I want to ensure that my server can only be contacted through ports 80 and 443 from outside the network, and nothing else can be contacted without previously announcing itself
my modem has this page which i'm not sure if i should change anything. i'm unfamiliar with IDS and I don't know how well it works.
View attachment 6883249
I gather you have Comcast Cable with a SMCD3GNV modem?
You would want to be
very careful with that. 'IDS' typically refers to 'Intrusion Detection System'. On a dedicated enterprise firewall, that would include features like monitoring for signatures of malware communicating with a C&C server, detecting port scans, blah blah blah and alerting an administrator or SOC. On a consumer cable modem, it means
absolutely nothing.
I have no experience with your particular cable modem, and how it's set up to work with Comcast, but if it's enabled for IPv6 it will get an IPv6 prefix, probably a /64 and then allocate addresses to machines within your network prefix on some basis. That might be random, that might be based off MAC addresses. It will include computers, it will include phones, it will likely include lightbulbs and other 'smart' shit if you have them. Port scanners are really really fast nowadays so those addresses can be guessed (especially if they're MAC-based and thus more predictable), or (if they're stable) anyone with legitimate or illegitimate access to logs anywhere (for example, from dumps of Wikipedia edit history where you edited without being logged in) can just port scan IPs they know were used at one point in the past and see what answers.

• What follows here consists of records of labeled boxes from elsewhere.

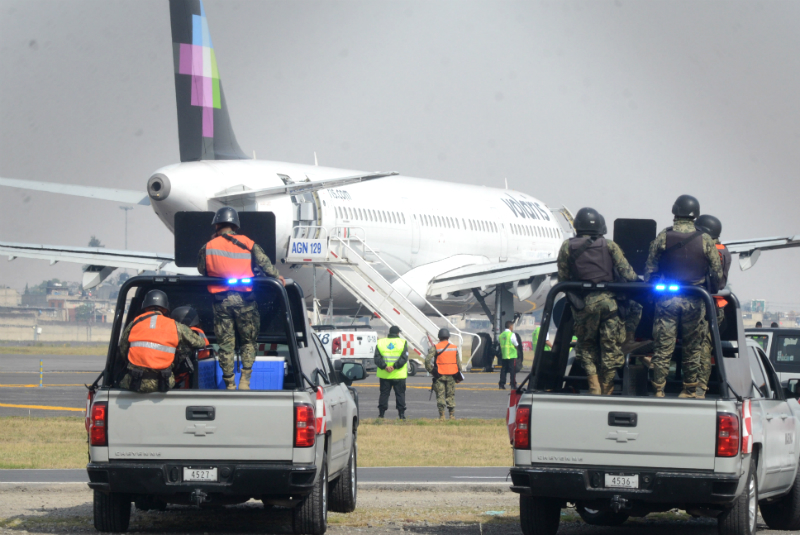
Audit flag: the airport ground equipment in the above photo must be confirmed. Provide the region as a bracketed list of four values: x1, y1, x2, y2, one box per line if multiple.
[509, 283, 800, 535]
[86, 276, 366, 534]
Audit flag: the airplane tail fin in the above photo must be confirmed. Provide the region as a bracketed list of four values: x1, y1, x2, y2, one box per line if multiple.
[169, 0, 247, 162]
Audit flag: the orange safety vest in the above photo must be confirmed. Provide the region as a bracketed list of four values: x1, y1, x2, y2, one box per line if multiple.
[206, 234, 255, 294]
[128, 312, 178, 370]
[436, 340, 458, 375]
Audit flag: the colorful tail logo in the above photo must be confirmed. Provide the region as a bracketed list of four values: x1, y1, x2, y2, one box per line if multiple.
[169, 0, 247, 162]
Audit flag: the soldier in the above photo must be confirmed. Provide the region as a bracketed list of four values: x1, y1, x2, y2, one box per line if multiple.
[425, 329, 461, 422]
[197, 206, 286, 390]
[694, 214, 733, 399]
[375, 325, 408, 420]
[119, 290, 206, 394]
[644, 195, 722, 398]
[558, 208, 638, 395]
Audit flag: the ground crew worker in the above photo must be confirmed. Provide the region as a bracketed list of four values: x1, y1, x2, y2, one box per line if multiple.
[119, 290, 206, 394]
[694, 214, 733, 399]
[375, 325, 408, 420]
[425, 329, 461, 422]
[558, 207, 638, 395]
[644, 195, 722, 398]
[497, 321, 519, 390]
[197, 206, 285, 390]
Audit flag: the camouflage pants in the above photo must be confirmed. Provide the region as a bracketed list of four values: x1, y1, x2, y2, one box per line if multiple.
[433, 375, 456, 412]
[575, 297, 625, 384]
[214, 292, 261, 377]
[652, 296, 711, 383]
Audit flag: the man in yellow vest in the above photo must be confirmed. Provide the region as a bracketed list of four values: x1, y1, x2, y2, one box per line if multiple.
[498, 321, 519, 390]
[425, 329, 461, 422]
[375, 325, 408, 420]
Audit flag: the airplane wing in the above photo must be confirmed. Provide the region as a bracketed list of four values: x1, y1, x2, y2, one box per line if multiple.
[213, 171, 398, 202]
[723, 234, 800, 271]
[0, 242, 198, 290]
[0, 177, 150, 206]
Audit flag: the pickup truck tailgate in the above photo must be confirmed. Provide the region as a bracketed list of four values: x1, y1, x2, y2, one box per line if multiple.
[521, 394, 717, 470]
[108, 390, 294, 461]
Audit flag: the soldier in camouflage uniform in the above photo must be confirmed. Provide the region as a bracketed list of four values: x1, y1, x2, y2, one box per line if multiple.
[425, 329, 461, 421]
[197, 206, 285, 390]
[644, 195, 722, 398]
[119, 290, 207, 394]
[558, 208, 638, 395]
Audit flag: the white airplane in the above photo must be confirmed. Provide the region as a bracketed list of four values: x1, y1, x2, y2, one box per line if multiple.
[0, 0, 800, 322]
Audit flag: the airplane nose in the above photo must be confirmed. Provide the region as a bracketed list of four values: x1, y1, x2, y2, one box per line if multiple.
[147, 173, 172, 201]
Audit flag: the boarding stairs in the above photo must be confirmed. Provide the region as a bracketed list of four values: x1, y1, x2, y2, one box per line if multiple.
[286, 227, 473, 366]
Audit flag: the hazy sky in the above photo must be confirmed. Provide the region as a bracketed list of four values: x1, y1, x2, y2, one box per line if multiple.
[0, 0, 800, 303]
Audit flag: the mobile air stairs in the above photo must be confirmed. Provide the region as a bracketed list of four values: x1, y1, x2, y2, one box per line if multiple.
[286, 226, 477, 369]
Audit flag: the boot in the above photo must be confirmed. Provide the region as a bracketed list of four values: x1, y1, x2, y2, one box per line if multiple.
[678, 382, 705, 399]
[222, 375, 236, 390]
[587, 375, 603, 396]
[239, 368, 253, 390]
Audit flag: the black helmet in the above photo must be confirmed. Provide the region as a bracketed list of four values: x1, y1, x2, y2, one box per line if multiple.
[142, 290, 169, 312]
[694, 214, 722, 240]
[672, 195, 700, 219]
[169, 305, 200, 327]
[573, 208, 606, 236]
[211, 206, 241, 228]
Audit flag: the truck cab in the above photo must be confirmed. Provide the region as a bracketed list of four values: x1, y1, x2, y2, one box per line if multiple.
[87, 276, 366, 533]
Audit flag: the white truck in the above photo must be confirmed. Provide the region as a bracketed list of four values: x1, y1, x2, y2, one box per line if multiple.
[87, 276, 366, 534]
[509, 283, 800, 535]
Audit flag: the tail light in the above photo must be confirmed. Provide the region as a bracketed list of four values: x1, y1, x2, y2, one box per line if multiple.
[514, 405, 531, 450]
[717, 412, 739, 457]
[89, 401, 108, 446]
[294, 403, 317, 448]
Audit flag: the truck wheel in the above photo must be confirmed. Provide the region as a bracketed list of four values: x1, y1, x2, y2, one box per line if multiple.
[519, 494, 561, 535]
[760, 454, 800, 531]
[94, 490, 131, 533]
[717, 455, 758, 535]
[330, 432, 358, 513]
[575, 504, 629, 526]
[292, 458, 328, 535]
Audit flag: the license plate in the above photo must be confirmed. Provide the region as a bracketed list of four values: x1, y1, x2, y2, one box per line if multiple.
[183, 468, 217, 481]
[606, 474, 639, 489]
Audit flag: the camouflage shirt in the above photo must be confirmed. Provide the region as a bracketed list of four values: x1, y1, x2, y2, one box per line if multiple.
[119, 312, 206, 370]
[197, 227, 278, 279]
[644, 217, 722, 287]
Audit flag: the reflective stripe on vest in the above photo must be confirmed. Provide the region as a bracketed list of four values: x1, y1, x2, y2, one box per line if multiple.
[206, 234, 255, 293]
[128, 312, 178, 370]
[376, 338, 408, 379]
[436, 340, 458, 375]
[499, 330, 517, 359]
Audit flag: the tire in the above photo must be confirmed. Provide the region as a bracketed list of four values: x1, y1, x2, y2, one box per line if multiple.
[519, 494, 561, 535]
[94, 490, 131, 533]
[575, 504, 630, 526]
[759, 458, 800, 531]
[717, 455, 758, 535]
[292, 458, 328, 535]
[329, 432, 358, 513]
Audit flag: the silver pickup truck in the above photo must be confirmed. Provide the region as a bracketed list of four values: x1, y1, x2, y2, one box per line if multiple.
[510, 283, 800, 535]
[87, 277, 366, 534]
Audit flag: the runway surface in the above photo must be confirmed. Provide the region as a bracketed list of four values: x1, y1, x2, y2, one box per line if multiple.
[0, 355, 527, 418]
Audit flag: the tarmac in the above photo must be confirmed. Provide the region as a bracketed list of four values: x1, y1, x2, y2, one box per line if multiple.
[0, 355, 527, 419]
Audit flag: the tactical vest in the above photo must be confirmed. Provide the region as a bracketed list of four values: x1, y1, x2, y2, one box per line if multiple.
[377, 338, 408, 379]
[658, 227, 708, 283]
[128, 312, 178, 370]
[206, 234, 255, 293]
[498, 329, 517, 359]
[569, 236, 614, 284]
[717, 243, 733, 290]
[436, 340, 458, 375]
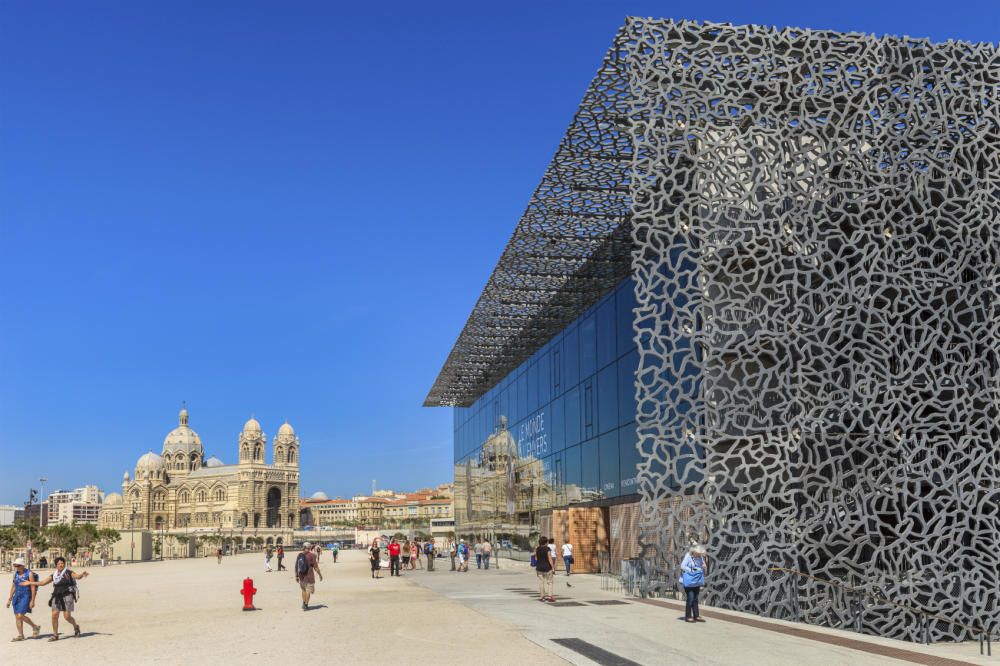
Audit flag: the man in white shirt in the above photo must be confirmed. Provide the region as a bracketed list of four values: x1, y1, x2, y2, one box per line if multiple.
[563, 543, 573, 576]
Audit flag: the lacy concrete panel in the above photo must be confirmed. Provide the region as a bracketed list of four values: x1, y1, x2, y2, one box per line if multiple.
[624, 19, 1000, 640]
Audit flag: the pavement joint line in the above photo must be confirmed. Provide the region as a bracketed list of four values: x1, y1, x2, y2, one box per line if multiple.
[636, 599, 974, 666]
[552, 638, 642, 666]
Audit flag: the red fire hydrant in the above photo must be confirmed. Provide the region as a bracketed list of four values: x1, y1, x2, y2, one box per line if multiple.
[240, 578, 257, 610]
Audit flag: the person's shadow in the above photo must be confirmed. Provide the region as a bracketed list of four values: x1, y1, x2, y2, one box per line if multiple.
[49, 631, 114, 642]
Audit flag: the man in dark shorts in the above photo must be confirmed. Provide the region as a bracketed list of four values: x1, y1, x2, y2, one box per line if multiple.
[295, 541, 323, 610]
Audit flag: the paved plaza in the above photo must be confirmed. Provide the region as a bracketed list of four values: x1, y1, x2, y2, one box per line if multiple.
[0, 551, 993, 666]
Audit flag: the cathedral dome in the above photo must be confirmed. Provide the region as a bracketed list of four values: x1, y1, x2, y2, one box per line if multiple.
[163, 407, 202, 456]
[135, 451, 167, 472]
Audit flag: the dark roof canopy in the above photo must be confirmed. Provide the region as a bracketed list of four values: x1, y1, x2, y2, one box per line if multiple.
[424, 29, 632, 407]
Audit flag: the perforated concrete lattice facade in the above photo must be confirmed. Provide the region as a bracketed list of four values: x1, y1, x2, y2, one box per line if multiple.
[626, 20, 1000, 639]
[428, 19, 1000, 640]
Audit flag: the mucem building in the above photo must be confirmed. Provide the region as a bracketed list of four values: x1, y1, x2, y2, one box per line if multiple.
[426, 18, 1000, 640]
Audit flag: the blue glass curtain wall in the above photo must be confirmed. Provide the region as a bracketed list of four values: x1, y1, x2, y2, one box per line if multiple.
[454, 279, 639, 531]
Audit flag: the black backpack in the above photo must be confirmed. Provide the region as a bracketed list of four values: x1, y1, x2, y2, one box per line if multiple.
[295, 553, 309, 576]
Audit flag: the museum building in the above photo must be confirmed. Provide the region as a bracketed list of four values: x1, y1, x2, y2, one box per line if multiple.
[424, 18, 1000, 640]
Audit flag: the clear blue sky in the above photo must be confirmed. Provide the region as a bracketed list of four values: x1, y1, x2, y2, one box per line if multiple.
[0, 0, 1000, 503]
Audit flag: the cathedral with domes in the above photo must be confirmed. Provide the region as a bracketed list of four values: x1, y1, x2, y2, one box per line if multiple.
[98, 407, 299, 543]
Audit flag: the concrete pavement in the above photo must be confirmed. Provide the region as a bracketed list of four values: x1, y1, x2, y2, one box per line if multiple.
[402, 548, 997, 666]
[0, 551, 996, 666]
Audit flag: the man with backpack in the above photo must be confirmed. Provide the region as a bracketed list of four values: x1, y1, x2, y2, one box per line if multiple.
[295, 541, 323, 610]
[424, 539, 434, 571]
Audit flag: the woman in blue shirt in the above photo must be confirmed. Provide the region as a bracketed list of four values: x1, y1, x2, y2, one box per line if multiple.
[680, 545, 708, 622]
[7, 557, 42, 641]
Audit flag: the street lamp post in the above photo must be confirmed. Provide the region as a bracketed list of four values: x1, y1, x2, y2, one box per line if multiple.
[38, 476, 48, 529]
[128, 509, 138, 562]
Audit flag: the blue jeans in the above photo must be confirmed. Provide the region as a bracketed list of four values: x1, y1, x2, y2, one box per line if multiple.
[684, 587, 701, 620]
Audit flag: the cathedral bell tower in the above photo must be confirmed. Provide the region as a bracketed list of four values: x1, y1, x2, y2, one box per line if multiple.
[273, 421, 299, 467]
[239, 416, 267, 465]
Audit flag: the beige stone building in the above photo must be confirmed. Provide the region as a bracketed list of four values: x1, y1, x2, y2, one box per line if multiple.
[98, 408, 299, 545]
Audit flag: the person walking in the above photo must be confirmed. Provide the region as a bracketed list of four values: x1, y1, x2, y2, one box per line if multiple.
[424, 539, 434, 571]
[680, 544, 708, 622]
[399, 539, 410, 569]
[368, 539, 382, 578]
[295, 541, 323, 610]
[483, 539, 493, 571]
[20, 555, 90, 643]
[535, 537, 556, 601]
[410, 541, 424, 569]
[7, 557, 42, 642]
[563, 543, 573, 576]
[389, 537, 399, 576]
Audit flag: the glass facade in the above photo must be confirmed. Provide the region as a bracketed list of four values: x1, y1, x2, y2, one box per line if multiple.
[454, 279, 639, 548]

The problem is that your firewall options- assuming that Comcast's modem provider even implemented them properly- don't look sufficiently restrictive. All they do is let you block some stuff, and only for ALL machines on your local network. So you couldn't block HTTP/HTTPS access to your server, without blocking it for other laptops/PCs on the network.
And any ports that don't happen to fall within their various random shitty options are presumably exposed- so if there's something that you don't INTEND to expose like a Redis server running on 6379 or 9443 on any machine on your network, you no longer have the protection of home NAT routing where you people on the internet can't access that unless you DELIBERATELY expose it, it is now just freely exposed to the internet for anyone who finds the right IP.
Also, many ISPs don't give you a stable IPv6 allocation, so you aren't necessarily going to be that much better off.
Please consider leaving native IPv6 off and using something like Tailscale, you get all the advantages of IPv6 but you can have your own private network shared between your devices and shared with anyone who should have access to it, without accidentally sharing potentially vulnerable services with the whole internet.